The Austin Chronicle

https://www.austinchronicle.com/music/2002-02-22/84730/

A Beat Apart

By Ken Lieck, February 22, 2002, Music

"I've always felt that blues, rock & roll, and country are just about a beat apart." Thus reads the introductory quote on www.waylon.com, the Web site for a good ol' boy who was so well known he didn't even need to use his full name in the URL. Littlefield, Texas, native Waylon Jennings, who passed away Feb. 13, was indeed a beat apart in many ways.

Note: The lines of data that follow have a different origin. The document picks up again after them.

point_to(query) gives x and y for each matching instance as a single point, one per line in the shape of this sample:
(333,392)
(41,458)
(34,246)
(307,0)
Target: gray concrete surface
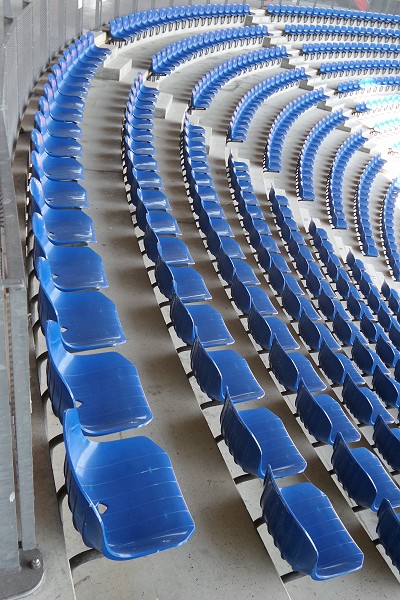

There couldn't have been much more than a heartbeat between yes and no in the decision he made to give up his plane seat to J.P. Richardson on Feb. 3, 1959. As a result, Jennings outlived the Big Bopper -- and Buddy Holly and Richie Valens, for that matter -- by over 43 years. Born in 1937, Jennings lived to see Buddy Holly's Lubbock rock sound influence the Beatles into changing the world of pop music forever. He saw to it that some much-needed pocket money got put in the hands of Texas musicians and songwriters like Billy Joe Shaver. He made it to not only his own 60th birthday, but also to pal Willie Nelson's in 1993, where his surprise appearance and duet with the birthday boy on "Mamas, Don't Let Your Babies Grow Up to Be Cowboys" at the formerly Drag-bound Antone's was one of the big moments of the evening. He saw Willie, Kris Kristofferson, and the boys make music and movies, and he even had a hand in that silly ol' Dukes of Hazzard. He lived to see country music go through infinite permutations, all the while staying atop the heap. He even lived to hobble onstage at Waterloo Park last March 31 for a final local gig (austinchronicle.com/issues/dispatch/2001-04-06/music_live3.html ). And finally, amazingly enough for the boy who sat and cried that day over the news that his friends and bandmates had died in that horrible plane wreck, he made it all the way to the 21st century, where his name was on a Web site even as his music still played over truckstop speakers. A beat apart indeed.